Brüssel (epd). Israels Staatspräsident Isaac Herzog hat in einer Rede vor dem Europäischen Parlament anlässlich des Internationalen Holocaust-Gedenktages am 27. Januar vor dem Antisemitismus der Gegenwart gewarnt. „Judenhass existiert weiter. Antisemitismus gibt es noch immer. Die Leugnung des Holocausts gibt es noch immer“, sagte Herzog während der Plenartagung am Donnerstag in Brüssel.
Herzog betonte, dass das Gedenken nicht in einem Blick auf die Vergangenheit verharren dürfe. Neue Studien würden zeigen, dass Antisemitismus erstarke und neue Formen annehme. Von einem viralen Video zu einer physischen Attacke sei es nicht weit, warnte er. „Und ich rufe Sie, die gewählten Vertreter Europas, auf: Sehen Sie nicht tatenlos zu. Sie müssen die Warnzeichen erkennen und Antisemitismus um jeden Preis bekämpfen.“
Er stehe als Präsident des Staates Israel vor den Abgeordneten des Europäischen Parlamentes, erklärte Herzog, „aber mein Herz und meine Gedanken sind bei meinen Brüdern und Schwestern, die im Holocaust ermordet wurden und deren einziges Verbrechen ihr Jüdischsein und ihre Menschlichkeit war.“ Nach der Ansprache Herzogs legten die Abgeordneten eine Schweigeminute ein.
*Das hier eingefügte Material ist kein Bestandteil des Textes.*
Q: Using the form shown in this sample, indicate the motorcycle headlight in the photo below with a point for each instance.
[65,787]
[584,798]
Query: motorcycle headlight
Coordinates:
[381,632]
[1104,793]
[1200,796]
Die Präsidentin des Europäischen Parlamentes, Roberta Metsola, hatte die feierliche Sitzung im Brüsseler Plenarsaal eröffnet. Jedes Jahr um den 27. Januar herum gedenke die Welt der Millionen unschuldigen Männer, Frauen und Kinder, die beim „größten Verbrechen der Geschichte“ ermordet worden seien. „Sechs Millionen jüdische Menschen wurden ermordet, weil sie Juden waren. Ein Verbrechen, das das europäische Projekt zur Verkörperung eines zeitlosen Versprechens gemacht hat: Nie wieder“, sagte sie.
Der Internationale Holocaust-Gedenktag am 27. Januar wurde 2005 von den Vereinten Nationen zum Gedenken an den Holocaust und den 60. Jahrestag der Befreiung des Konzentrationslagers Auschwitz-Birkenau eingeführt. Das Jahr 2023 markiert zusätzlich den 75. Jahrestag der Gründung des Staates Israel.
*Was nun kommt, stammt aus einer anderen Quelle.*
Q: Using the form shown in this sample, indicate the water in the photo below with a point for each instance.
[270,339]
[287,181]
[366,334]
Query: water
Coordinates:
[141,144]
Isaac Herzog, 1960 in Tel Aviv geboren, wurde 2021 zum elften Staatspräsidenten Israels gewählt. Im Jahr 2003 gewann er erstmals einen Sitz in der Knesset und bekleidete seitdem mehrere Ministerämter. Im Jahr 2013 wurde Herzog zum Vorsitzenden der israelischen Arbeitspartei und im Juni 2018 zum Vorstandsvorsitzenden der Jewish Agency for Israel gewählt.